Maschine brennt


Der Brand des zweitwichtigsten Pariser Wahrzeichens ist als Symbol für vieles zu sehen. Rührung macht sich breit ob der gigantischen finanziellen Bereitschaft, das Gebäude wieder auf Vordermann zu bringen. Interessant dabei ist, dass der Ruin ausgerechnet durch Renovierungsarbeiten stattgefunden hat – ein Zeichen. Die Brandursache ist noch nicht geklärt, ich verdächtige einmal aufs Geratewohl einen Politiker eines Landes mit rückgängigen Einwanderungszahlen als Brandstifter, warum nicht?

Verfrachten wir diese im wahrsten Sinne des Wortes monumentale Katastrophe nach Österreich. Stellen wir uns vor, dass das zweitwichtigste Wahrzeichen Wiens nach dem Riesenrad im Prater, der Stephansdom, niederbrennt. Wer würde als erstes Millionen mobilisieren? Es ist anzunehmen, dass die Regierung selbst alles daran setzen würde, um das Bauwerk wieder aufzustellen. Sie würde den symbolischen Stellenwert des Doms auspressen wie eine Zitrone. Der Kanzler würde die Ruine als dankbaren Ersatz für schwindende Flüchtlingszahlen annehmen. Er würde es vielleicht sogar als gut und richtig befinden, öffentlich, so wie er Gesprächspartnern gelegentlich großzügig zugesteht, dass etwas richtig war, was sie gesagt haben. Der arrogante Putz bröckelt nämlich schon, Ausbesserungsarbeiten sind fällig, das sieht nur noch niemand. Der Vizekanzler und seine braunen Zwerge haben als eigentlich antiklerikale Verbindung längst mit dem Kreuz gewachelt. Opportunismus hält die Regierung zusammen wie Pech und Schwefel.

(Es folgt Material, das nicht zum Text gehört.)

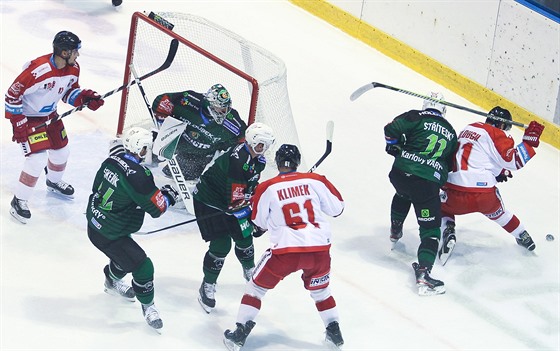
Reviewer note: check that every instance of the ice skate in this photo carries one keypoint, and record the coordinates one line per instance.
(234, 340)
(19, 210)
(427, 285)
(248, 273)
(61, 188)
(151, 315)
(526, 241)
(396, 232)
(118, 287)
(449, 240)
(333, 336)
(206, 296)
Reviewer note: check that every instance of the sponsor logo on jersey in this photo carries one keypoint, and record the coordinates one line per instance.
(237, 192)
(318, 281)
(40, 70)
(37, 138)
(111, 177)
(15, 89)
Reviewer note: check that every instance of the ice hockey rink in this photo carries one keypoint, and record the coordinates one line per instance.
(499, 297)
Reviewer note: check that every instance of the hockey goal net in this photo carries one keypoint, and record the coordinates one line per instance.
(207, 54)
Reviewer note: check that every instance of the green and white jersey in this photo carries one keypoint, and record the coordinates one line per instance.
(428, 144)
(231, 179)
(202, 136)
(122, 192)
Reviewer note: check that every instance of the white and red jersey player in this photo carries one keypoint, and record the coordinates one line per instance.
(32, 100)
(486, 155)
(293, 207)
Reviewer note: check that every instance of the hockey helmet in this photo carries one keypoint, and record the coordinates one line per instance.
(288, 156)
(218, 102)
(500, 113)
(434, 105)
(259, 133)
(135, 139)
(64, 41)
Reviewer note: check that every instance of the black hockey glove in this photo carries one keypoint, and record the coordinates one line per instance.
(257, 231)
(170, 193)
(502, 177)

Sie würde die Ruine als Bollwerk einer abendländischen Kultur gegen einen Feind aus dem Morgenland inszenieren. Der Hatschi Bratschi ist wieder da, die heiße Luft aus seinem Ballon wird zu Politik. Sie würde übersehen, dass das eigentliche Zeichen eines solchen Brandes der stete Niedergang einer Kultur ist, die sich an christlichen Werten zu orientieren behauptet hat, obwohl nicht einmal mehr von der Behauptung etwas übrig ist. Einer Kultur, zu der die aktuellen Protagonisten absolut nichts beigetragen, jedoch von ihr profitiert haben, wobei das Bildungsprogramm leider nicht ausgereizt wurde. Es ist die Arbeit an der konsequenten Zerstörung einer Gesamtkultur, die auf Vielfalt beruht. Vielfalt ist dieser Regierung zu kompliziert, so wie vieles viel zu komplex und schwierig zu verstehen sein muss, zu allererst dem Kanzler. Zu viele Ebenen bringen ihn durcheinander, da helfen auch hunderte Berater nicht, wenn man seine Mängel wie ein Transparent vor sich her trägt und regelmäßig Antworten verweigert, weil die Souffleure gerade nicht da sind.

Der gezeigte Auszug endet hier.